Optimal Protamine Dosing for Heparin Reversal Following Cardiopulmonary Bypass
Study Details
Study Description
Brief Summary
The purpose of this study is to compare two different dosing strategies of a drug named protamine.
| Condition or Disease | Intervention/Treatment | Phase |
|---|---|---|
|
Phase 4 |
Study Design
Arms and Interventions
| Arm | Intervention/Treatment |
|---|---|
| Experimental: Fixed Dose Protamine group Participants in the group will receive a one time dose of 250 mg Protamine to reverse heparin during the standard cardiopulmonary bypass management during cardiac surgery. |
Drug: Protamine fixed dose
250 mg of protamine intravenously (IV), one time use
|
| Active Comparator: Ratio Dose Protamine Group Participants in the group will receive a ratio dose of Protamine in a 1mg per 100 units of heparin ratio to reverse heparin during the standard cardiopulmonary bypass management during cardiac surgery. |
Drug: Protamine ratio dose
1mg of protamine per 100 units of heparin given intravenously (IV), one time use
|
Outcome Measures
Primary Outcome Measures
- Change in activated clotting time [Baseline (before start of surgery), up to 4 hours (after cardiopulmonary bypass srugery)]

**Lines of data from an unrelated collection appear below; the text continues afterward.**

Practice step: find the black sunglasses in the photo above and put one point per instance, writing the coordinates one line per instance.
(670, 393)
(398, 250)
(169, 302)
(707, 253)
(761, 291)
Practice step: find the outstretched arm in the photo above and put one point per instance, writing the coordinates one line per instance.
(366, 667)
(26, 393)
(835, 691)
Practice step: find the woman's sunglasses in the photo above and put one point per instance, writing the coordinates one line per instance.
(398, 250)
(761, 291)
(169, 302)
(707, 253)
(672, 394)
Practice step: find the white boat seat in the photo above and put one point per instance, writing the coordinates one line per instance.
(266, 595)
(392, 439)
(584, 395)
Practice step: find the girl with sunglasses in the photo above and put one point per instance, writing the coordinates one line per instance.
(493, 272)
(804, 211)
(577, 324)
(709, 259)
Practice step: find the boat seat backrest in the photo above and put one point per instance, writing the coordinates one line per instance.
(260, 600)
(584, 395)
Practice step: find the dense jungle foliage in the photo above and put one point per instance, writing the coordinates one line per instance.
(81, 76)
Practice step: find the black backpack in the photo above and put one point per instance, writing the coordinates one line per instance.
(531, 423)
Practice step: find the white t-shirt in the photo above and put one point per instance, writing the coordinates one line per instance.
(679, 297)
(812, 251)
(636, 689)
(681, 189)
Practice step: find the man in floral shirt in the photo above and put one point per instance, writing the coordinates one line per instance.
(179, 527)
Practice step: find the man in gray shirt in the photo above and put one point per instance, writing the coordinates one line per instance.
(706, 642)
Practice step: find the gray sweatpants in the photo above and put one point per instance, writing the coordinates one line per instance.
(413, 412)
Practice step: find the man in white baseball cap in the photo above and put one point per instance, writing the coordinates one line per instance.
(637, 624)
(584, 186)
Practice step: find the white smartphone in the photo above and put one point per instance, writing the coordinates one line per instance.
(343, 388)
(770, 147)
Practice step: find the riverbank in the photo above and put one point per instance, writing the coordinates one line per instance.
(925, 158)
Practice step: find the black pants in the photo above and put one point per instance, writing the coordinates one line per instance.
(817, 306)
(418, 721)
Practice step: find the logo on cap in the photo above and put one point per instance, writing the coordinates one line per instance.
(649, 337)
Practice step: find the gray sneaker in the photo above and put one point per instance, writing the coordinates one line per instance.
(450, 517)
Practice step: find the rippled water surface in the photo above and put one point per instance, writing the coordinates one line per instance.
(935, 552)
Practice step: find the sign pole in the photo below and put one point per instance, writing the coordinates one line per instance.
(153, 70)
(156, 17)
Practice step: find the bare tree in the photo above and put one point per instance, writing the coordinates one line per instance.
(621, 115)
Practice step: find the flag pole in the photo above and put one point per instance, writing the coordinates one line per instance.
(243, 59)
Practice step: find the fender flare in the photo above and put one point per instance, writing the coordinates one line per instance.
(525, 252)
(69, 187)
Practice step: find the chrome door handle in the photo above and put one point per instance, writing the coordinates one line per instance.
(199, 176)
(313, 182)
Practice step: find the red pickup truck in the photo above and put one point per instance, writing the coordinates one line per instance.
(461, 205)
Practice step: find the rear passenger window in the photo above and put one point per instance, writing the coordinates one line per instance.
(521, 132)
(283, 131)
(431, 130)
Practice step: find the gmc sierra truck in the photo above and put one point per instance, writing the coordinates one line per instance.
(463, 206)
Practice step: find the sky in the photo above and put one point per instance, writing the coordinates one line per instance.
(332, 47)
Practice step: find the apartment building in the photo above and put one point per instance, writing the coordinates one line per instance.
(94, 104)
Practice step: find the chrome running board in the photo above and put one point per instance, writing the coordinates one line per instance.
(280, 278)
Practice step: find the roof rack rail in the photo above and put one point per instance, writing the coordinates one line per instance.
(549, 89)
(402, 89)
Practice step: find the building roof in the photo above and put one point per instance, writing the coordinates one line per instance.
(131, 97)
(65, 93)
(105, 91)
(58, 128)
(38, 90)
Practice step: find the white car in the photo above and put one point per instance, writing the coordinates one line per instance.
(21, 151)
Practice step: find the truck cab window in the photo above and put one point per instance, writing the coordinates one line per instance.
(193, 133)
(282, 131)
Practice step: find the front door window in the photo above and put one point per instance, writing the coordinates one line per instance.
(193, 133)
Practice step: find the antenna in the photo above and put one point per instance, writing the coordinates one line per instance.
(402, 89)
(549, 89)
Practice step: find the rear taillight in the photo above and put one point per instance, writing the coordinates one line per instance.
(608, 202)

Activated clotting times will be measured using standard coagulation monitor
Secondary Outcome Measures
- Additional protamine dosing [Up to 4 hours]
Additional protamine dose will be measured in milligrams (mg)
- Chest tube output [Up to 24 hours]
Measured in milliliters (ml)
- Units of red blood cells transfused [Up to 4 hours]
measured in units
Eligibility Criteria
Criteria
Inclusion Criteria:
-
Patients greater than or equal to 18 years of age undergoing elective cardiac surgery with cardiopulmonary bypass.
-
Patients must that have a calculated protamine dose greater than 250 mg based on standard 1:1 initial heparin to protamine dosing calculation.
Exclusion Criteria:
-
Patients who are under 18 years of age or pregnant.
-
Patients undergoing emergency surgery (ASA class E).
-
Patients with known coagulation disorders.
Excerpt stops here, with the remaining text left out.